In 1980, Borg was able to win his fifth-straight title at the All England Club and stave off McEnroe, playing in his first Wimbledon final, by a 1-6, 7-5, 6-3, 6-7 (16-18), 8-6 margin, highlighted by the famous 18-16 fourth-set tie-breaker. He stopped playing full-time on the ATP circuit after the 1981 season.

bjorn-borg

Roger Federer is Great for Tennis – and Sports

Written by Alessandro Nicolo

Here’s the thing: tennis is one of those sports I play more than I watch. It’s just one of those things. There’s not enough time in a day for me to watch every sport. On the other hand if someone would pay me – trust me – I’m watching anything.

You’re reading the words of a guy who has watched curling on more than one occasion.

Tennis is a great game. The athletic demands are complimented by the technical aspects of mastering the sport. A few years ago my close friend, a former tennis player and instructor, told me that by the time he’s done Roger Federer may very well be the greatest tennis player who ever lived. I took those words seriously since my friend was not into hyperbole. More sober and sane than he they don’t come. “There no weaknesses in his game,” he said.

Well, Roger Federer won his 10th men’s singles grand slam title, winning in straight sets over a feisty Fernando Gonzalez at the Australian Open. That’s good for fifth all-time, which ties Federer with Bill Tilden. He’s two titles behind Ray Emerson and only one behind Bjorn Borg and Rod Laver.

More importantly, at 26 he is just four grand slam titles away the all-time leader Pete Sampras.

Wow.

Tennis has a problem on its hands. Through most of the sport’s history tennis was blessed with classic rivalries. Who can forget those battles in the 1970s and 1980s between Borg, McEnroe, Connors and Lendl? Sampras and Agassi had a thing going too. But who will dance with Roger?

Andy Roddick has the attitude and will to challenge him, but if his serve is off he struggles. Rafael Nadal has flair and is blessed with a more complete game but outside of clay he’s a mere mortal.

In modern tennis there is no one that comes remotely close to Roger Federer. His dominance is pure net – excuse the bad pun. What captivates me is how smooth and beautiful his game really is. He’s perfect in all aspects of the game without looking like a robot.
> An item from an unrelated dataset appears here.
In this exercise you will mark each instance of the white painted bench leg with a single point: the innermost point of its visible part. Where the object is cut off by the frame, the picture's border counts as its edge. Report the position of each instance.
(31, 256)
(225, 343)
Let me take this a step further. Forget statistics. I’m dropping the gloves here. Forget Tiger Woods. Forget Babe Ruth, Pele, Michael Jordan and Wayne Gretzky. Forget Michael Schumacher and Mohammed Ali – to name a few.

Yeah, I may be getting excited here but I’m going with a sports junkie’s instinct here. People will always debate Montana or Unitas? Chamberlin or Jordan? Lemieux, Orr, Howe or Gretzky? Even Pele has legitimate challengers in Diego Maradona and Alfredo di Stefano. Some even swear that we wasn’t the greatest Brazilian player ever. For this they look to Garrincha.

For his part, Ali is sometimes not referred as the greatest heavyweight of all time. It’s notoriously hard to judge auto racing or cycling – though Eddie Merckx can easily plead his case as the greatest cyclist ever. Come to think of it, he Woods come as the closest challengers that I can think of. But even experts admit Tiger has some weaknesses to his game. I’ve yet ot hear that about Federer.

I know I’m mixing some team sports in there but you get the picture. Yes, tennis has had its fair share of dominant players. The consensus however has Rod Laver as the greatest and most complete player ever. Sampras has the numbers to back him up.

I recognize all that. Still…

There is a very real chance that when Federer retires he may close out his career as the most dominant professional athlete ever.

Just for that I’ll be watching. There may not be any parity in tennis (sometimes dynasties are just plain good) but Federer’s class and elegance may just enough for sports fans to forgive and forget.

Alessandro Nicolo – the hack with a knack – is a freelance writer and sedentary bon vivant living in Montreal.